What type of authority can you give your agent? That is entirely up to you. You may want your agent to provide (or not) consent to provide or withdraw supplying food or fluid through your veins, nose, throat or intestine through a feeding tube. Your agent has the authority to receive your medical information. Some of our clients like language granting their agent the authority to place them in a secured facility in the event our client’s subsequent dementia necessitates such a placement. The most common language involves the agent’s power, on behalf of our clients, to either accept or reject medical treatment, including life-sustaining treatment like a breathing machine or ventilator or treatment for relief of pain. You can also give your agent authority to decide if you are to be buried or cremated as well as deciding whether or not parts of your body should be donated for anatomical gifts.

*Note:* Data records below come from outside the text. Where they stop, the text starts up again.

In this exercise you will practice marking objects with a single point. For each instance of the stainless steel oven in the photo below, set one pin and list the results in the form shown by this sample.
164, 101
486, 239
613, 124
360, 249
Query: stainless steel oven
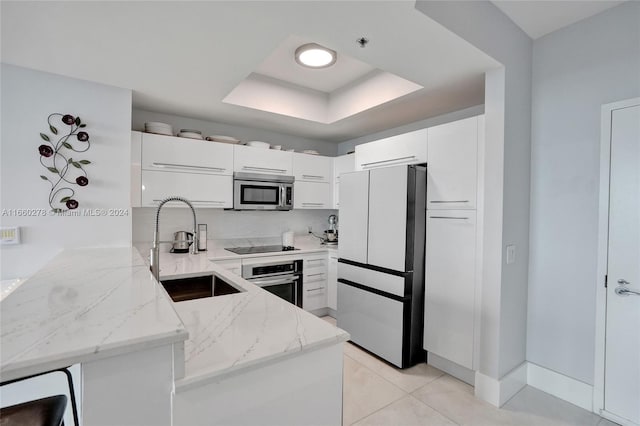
256, 191
282, 278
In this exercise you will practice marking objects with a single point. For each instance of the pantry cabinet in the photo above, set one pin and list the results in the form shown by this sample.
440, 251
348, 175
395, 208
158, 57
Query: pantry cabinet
452, 173
341, 164
312, 168
407, 148
450, 285
202, 190
256, 160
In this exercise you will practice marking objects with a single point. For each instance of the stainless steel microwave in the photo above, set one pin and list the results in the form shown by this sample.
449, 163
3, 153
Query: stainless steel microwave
257, 191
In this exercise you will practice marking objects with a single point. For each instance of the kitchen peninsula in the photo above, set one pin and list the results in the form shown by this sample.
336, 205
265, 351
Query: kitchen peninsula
232, 359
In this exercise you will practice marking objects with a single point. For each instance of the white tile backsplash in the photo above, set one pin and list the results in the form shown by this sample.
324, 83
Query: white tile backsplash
228, 224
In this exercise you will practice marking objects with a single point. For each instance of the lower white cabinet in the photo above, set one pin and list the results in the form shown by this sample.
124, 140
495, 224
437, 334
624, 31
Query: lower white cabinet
314, 282
450, 282
312, 195
332, 280
201, 190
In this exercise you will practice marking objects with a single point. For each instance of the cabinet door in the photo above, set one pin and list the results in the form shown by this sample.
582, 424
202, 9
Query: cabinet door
408, 148
341, 164
450, 285
312, 168
388, 217
311, 195
256, 160
452, 173
354, 214
332, 281
201, 190
169, 153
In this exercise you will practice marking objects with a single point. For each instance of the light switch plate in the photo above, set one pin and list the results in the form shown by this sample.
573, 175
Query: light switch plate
511, 254
10, 235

But you don’t need an agent to make many of these decisions on your behalf. You can make these decisions about your future health care at the time you create and execute your health care directive. You can express your wish to about withholding treatment to keep you alive, prolonging your life by artificial means, as well as provisions regarding administering pain medication. You can give specific health care instructions regarding end of life issues. Decisions about anatomical gifts and life support can also be made by you at the time you execute and create your AHCD. Be forewarned however, that unforeseen circumstances may arise that you may have not considered. If you don’t give your agent to act on your behalf in those unforeseen circumstances, your health care providers may not have any alternative but to administer the care you dictated, regardless of its advisability in a particular unforeseen circumstance.
We at East Bay Probate and Trust Administration will do everything we can to make sure you understand the potential consequences of what powers to give your appointed agent, the consequences of the agent you choose, and the consequences of taking certain decisions out of your agent’s control and making those decisions yourself. It is our job to make sure you put into place a health care directive that conforms to your wishes, desires and beliefs. We have the sensitivity, understanding and legal knowledge to make this difficult discussion as painless and productive as possible.